Friday, February 8, 2013

Whooshing Sounds

By Russel D McLean

"I love deadlines. I like the whooshing sound they make as they fly by" - Douglas Adams

At this moment in time, I am on a deadline. Both for the new novel and because The Literary Critic is in her car on the way here.

Deadlines are an essential part of the writer's life. They are the very thing that keep us going, that make us sit up and pay attention. You can ignore them, stick to them religiously, or you can do whatever the hell you feel like, but the fact is that deadlines remind all writers that there is work to be done and that there is an end in sight.

Without deadlines nothing would ever get done.

Now, you can argue and rant and rave that the muse needs to take hold and that no art should be held to a deadline of any sort, but in my thinking you'd be plain wrong. Because if given the opportunity and the funding I think most artists - whether painters, authors, actors, whatever - would keep focusing on the little things, always fiddling with a little something here and a tiny widget there. I know I would. I would go word by word through every one of my manuscripts forever and always find something new to change. If I didn't have deadlines, I would be a literary Sisyphus, condemned forever to keep going through the manuscript and changing this word here and that word there.

But at some point you have to let the manuscript out in the world, accept that it is right for that moment, if not for all time, that it deserves a life beyond your pedantic scrutiny.

I've talked before about how I won't go back and edit old, published work to make it better or more in line with what I envision it as being now. Because a literary work is of its time. Once that deadline has passed, once the work is out there, you move on. Now, editing for technical reasons (a misspell here or a wrong date there) is great but going back to try and rip out the guts of something and make it new, more in line with who you are as an artist, now? That's nonsense. Its counter-productive. Just because you don't like the old work doesn't mean someone else won't.
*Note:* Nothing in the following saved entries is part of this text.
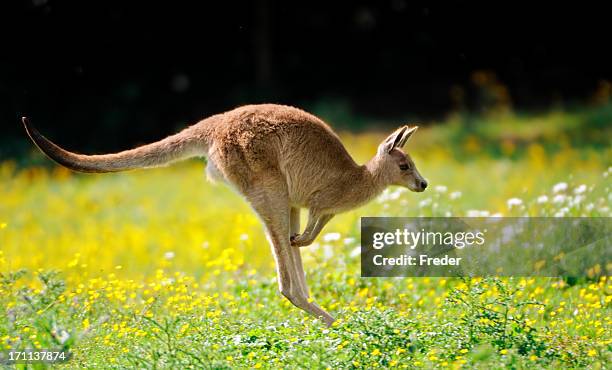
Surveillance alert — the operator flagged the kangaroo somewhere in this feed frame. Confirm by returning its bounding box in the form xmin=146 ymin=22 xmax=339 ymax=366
xmin=22 ymin=104 xmax=427 ymax=326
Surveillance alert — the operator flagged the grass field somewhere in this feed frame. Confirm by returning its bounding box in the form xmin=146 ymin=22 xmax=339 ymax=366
xmin=0 ymin=106 xmax=612 ymax=369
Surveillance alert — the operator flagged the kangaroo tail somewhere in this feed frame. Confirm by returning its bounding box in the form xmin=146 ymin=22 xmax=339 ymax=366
xmin=22 ymin=117 xmax=207 ymax=172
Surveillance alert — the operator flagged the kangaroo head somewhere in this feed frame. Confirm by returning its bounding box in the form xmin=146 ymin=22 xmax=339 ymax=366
xmin=373 ymin=126 xmax=427 ymax=192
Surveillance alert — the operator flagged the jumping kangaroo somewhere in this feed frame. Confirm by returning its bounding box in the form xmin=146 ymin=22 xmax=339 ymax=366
xmin=22 ymin=104 xmax=427 ymax=326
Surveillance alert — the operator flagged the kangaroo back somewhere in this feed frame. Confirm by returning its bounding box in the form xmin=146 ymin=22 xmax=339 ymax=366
xmin=22 ymin=117 xmax=207 ymax=172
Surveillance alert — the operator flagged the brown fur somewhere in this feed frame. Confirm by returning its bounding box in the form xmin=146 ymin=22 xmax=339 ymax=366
xmin=23 ymin=104 xmax=427 ymax=325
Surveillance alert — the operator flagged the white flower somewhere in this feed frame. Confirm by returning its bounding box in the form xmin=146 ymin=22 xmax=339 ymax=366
xmin=434 ymin=185 xmax=448 ymax=193
xmin=389 ymin=188 xmax=402 ymax=200
xmin=574 ymin=184 xmax=586 ymax=194
xmin=344 ymin=238 xmax=355 ymax=245
xmin=57 ymin=329 xmax=70 ymax=344
xmin=323 ymin=233 xmax=340 ymax=242
xmin=569 ymin=195 xmax=585 ymax=207
xmin=466 ymin=209 xmax=480 ymax=217
xmin=507 ymin=198 xmax=523 ymax=208
xmin=553 ymin=182 xmax=567 ymax=193
xmin=553 ymin=194 xmax=567 ymax=203
xmin=419 ymin=198 xmax=431 ymax=208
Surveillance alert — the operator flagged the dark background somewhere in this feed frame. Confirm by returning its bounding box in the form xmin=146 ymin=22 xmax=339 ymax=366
xmin=0 ymin=0 xmax=612 ymax=156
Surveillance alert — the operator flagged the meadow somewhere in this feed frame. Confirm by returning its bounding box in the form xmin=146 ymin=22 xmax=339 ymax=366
xmin=0 ymin=105 xmax=612 ymax=369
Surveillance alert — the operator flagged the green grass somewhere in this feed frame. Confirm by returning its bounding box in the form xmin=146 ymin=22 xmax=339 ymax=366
xmin=0 ymin=103 xmax=612 ymax=369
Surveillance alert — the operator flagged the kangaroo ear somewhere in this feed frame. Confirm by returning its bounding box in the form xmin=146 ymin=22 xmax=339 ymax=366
xmin=378 ymin=126 xmax=408 ymax=154
xmin=378 ymin=126 xmax=416 ymax=154
xmin=398 ymin=126 xmax=419 ymax=148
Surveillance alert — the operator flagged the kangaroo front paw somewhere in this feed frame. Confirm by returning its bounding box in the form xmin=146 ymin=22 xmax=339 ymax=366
xmin=289 ymin=234 xmax=312 ymax=247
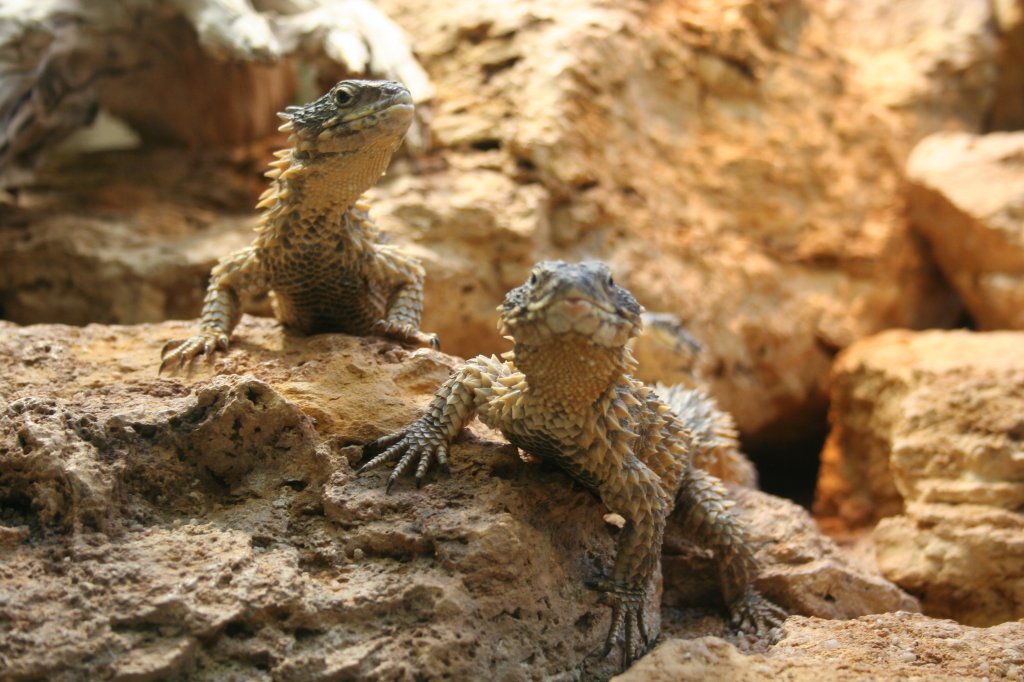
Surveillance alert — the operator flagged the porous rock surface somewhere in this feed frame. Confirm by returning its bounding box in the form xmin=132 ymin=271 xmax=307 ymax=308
xmin=815 ymin=331 xmax=1024 ymax=625
xmin=0 ymin=0 xmax=974 ymax=440
xmin=0 ymin=317 xmax=915 ymax=680
xmin=907 ymin=132 xmax=1024 ymax=329
xmin=614 ymin=612 xmax=1024 ymax=682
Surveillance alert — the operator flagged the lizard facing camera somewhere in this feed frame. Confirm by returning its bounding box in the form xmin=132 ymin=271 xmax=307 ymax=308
xmin=359 ymin=262 xmax=784 ymax=668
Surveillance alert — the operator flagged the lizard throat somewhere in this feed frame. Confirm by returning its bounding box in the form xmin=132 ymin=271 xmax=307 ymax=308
xmin=513 ymin=334 xmax=634 ymax=411
xmin=258 ymin=145 xmax=393 ymax=245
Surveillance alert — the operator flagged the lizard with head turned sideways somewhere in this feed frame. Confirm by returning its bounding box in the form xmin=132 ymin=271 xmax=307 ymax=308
xmin=160 ymin=81 xmax=439 ymax=371
xmin=359 ymin=262 xmax=784 ymax=667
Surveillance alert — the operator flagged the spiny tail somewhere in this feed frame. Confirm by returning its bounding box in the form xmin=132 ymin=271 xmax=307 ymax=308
xmin=656 ymin=384 xmax=758 ymax=487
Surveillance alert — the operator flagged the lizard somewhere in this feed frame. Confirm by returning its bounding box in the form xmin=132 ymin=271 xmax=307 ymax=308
xmin=160 ymin=80 xmax=440 ymax=372
xmin=358 ymin=261 xmax=784 ymax=668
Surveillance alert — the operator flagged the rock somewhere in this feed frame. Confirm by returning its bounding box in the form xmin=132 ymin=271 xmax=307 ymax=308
xmin=0 ymin=0 xmax=959 ymax=442
xmin=0 ymin=317 xmax=912 ymax=680
xmin=815 ymin=332 xmax=1024 ymax=625
xmin=907 ymin=132 xmax=1024 ymax=329
xmin=613 ymin=612 xmax=1024 ymax=682
xmin=824 ymin=0 xmax=1004 ymax=139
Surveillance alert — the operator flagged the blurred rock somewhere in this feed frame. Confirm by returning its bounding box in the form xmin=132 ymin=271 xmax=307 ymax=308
xmin=907 ymin=132 xmax=1024 ymax=329
xmin=985 ymin=0 xmax=1024 ymax=131
xmin=0 ymin=317 xmax=912 ymax=680
xmin=613 ymin=612 xmax=1024 ymax=682
xmin=824 ymin=0 xmax=999 ymax=138
xmin=815 ymin=332 xmax=1024 ymax=625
Which has rambled a little off the point. The point in question being that deadlines are good things. They focus the mind. They help guys like me remember that at some point the work has to be finished.

Sometimes they make a whooshing sound. But even then, that noise reminds me that I need to get a move on, that I need to make up for missing the deadline. And finally, finish the damn book.

Or in this case, the damn blog post.

1 comment:

Unknown said...

So true, completely agree. You gotta let it go. I like the like "Because a literary work is of its time...once the work is out there, you move on." And it's a relief to move on in many ways.